Discussion will be on Saturday – September 10, 2011 – at 2:00 pm at the Library Community Room.  The scholar will be Dr. Sara Jane Richter, Dean of the School of Liberal Arts at Oklahoma Panhandle State University in Goodwell, Oklahoma. 
http://www.opsu.edu/News/PressReleses/Others/PRRichter091406.htm        

File:LHbookCover.jpgLittle House on the Prairie by Laura Ingalls Wilder           

Pa Ingalls decides to sell the little log house in the big woods, and the family sets out for the Indian territory.  They travel from Wisconsin to Kansas, where Pa builds their little house on the prairie. Sometimes farm life is difficult, even dangerous, but Laura and her family are kept busy and happy with the promise of their new life on the prairie.        

Discussion will be on Saturday – September 24, 2011 – at 2:00 pm at the Library Community Room.  The scholar will be Dr. Rachel Goossen, Associated Professor of History at Washburn University in Topeka, Kansas.
http://www.washburn.edu/reference/cks/profileGoossen.html    

The Bones of Plenty by Lois Phillips Hudson          

This powerful novel centers on a proud, determined, and independent North Dakota wheat farmer, his hardworking wife, and their family as they struggle during the Depression years of 1933 and 1934.        

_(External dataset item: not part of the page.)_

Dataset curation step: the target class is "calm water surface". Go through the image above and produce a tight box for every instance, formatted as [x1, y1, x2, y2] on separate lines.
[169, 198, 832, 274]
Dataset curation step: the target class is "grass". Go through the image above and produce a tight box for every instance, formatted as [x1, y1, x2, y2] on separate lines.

Discussion will be Saturday – October 8, 2011 – at 2:00 pm at the Library Community Room.  The scholar will be Dr. Kim Stanley, Chair of Modern Languages at McPherson College in McPherson, Kansas.
http://www.mcpherson.edu/directory/bio/stanleyK.php

Great Plains by Ian Frazier

With his unique blend of intrepidity, tongue-in-cheek humor, and wide-eyed wonder, Ian Frazier takes us on a journey of more than 25,000 miles up and down and across the vast Great Plains. A travelogue, a work of scholarship, and a western adventure, Great Plains takes us from the site of Sitting Bull’s cabin, to an abandoned house once terrorized by Bonnie and Clyde, to the scene of the murders chronicled in Truman Capote’s In Cold Blood. It is an expedition that reveals the heart of the American West.         

Discussion will be on Saturday – October 22, 2011 – at 2:00 pm at the Library Community Room.  The scholar will be Dr. Steve Foulke, Associate Professor of History and Political Science at Ottawa University in Ottawa, Kansas.